- Whitewater Baldy Location within New Mexico

Highest point
- Elevation: 10,899 ft (3,322 m) NGVD 29
- Prominence: 3,535 ft (1,077 m)
- Coordinates: 33°19′25″N 108°38′30″W﻿ / ﻿33.323675°N 108.6417248°W

Geography
- Location: Catron County, New Mexico, U.S.
- Parent range: Mogollon Mountains
- Topo map: USGS Grouse Mountain

Geology
- Volcanic field: Mogollon-Datil volcanic field

Climbing
- Easiest route: trail hike

= Whitewater Baldy =

Mountain in New Mexico, United States

Whitewater Baldy is the highest point of the Mogollon Mountains and the 3rd highest mountain in Southern New Mexico, after Sierra Blanca Peak and Lincoln County's Lookout Mountain. It is located in Catron County in the Gila Wilderness, part of the Gila National Forest. It lies about 15 mi east of the town of Glenwood (on U.S. Route 180).
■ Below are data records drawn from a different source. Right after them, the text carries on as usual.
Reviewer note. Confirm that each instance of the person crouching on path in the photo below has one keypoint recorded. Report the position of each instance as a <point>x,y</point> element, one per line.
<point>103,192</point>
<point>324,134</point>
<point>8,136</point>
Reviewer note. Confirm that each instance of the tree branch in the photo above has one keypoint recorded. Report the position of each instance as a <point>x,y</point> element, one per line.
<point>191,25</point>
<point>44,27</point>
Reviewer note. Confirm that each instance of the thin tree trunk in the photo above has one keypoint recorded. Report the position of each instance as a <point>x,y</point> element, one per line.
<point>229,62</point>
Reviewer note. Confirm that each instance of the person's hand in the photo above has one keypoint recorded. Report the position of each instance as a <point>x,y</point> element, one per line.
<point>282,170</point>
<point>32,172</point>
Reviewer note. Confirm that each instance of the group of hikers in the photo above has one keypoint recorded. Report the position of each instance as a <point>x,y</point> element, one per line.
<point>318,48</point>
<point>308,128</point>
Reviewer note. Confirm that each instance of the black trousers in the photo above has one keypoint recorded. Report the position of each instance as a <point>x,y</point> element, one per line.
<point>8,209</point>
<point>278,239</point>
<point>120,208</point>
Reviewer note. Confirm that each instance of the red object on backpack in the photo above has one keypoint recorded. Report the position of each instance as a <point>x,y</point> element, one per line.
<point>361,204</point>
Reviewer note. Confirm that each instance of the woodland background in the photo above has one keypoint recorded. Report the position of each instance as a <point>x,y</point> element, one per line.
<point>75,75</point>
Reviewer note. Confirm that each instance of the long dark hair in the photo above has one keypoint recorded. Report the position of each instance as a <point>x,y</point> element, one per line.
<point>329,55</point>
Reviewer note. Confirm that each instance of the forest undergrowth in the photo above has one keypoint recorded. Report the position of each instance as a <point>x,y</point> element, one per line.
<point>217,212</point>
Like all of the surrounding mountains, Whitewater Baldy is part of the Mogollon-Datil volcanic field, and consists of volcanic materials formed between forty and twenty-five million years ago. It is drained on the west side by Whitewater Creek, and on the east by Iron Creek.

Despite its name, Whitewater Baldy is forested up to its summit. It can be accessed by trail from the west along the Crest Trail (Forest Trail 182). It can also be accessed from the east side of the Gila Wilderness.

The area was severely impacted by the Whitewater-Baldy Complex Fire in 2012.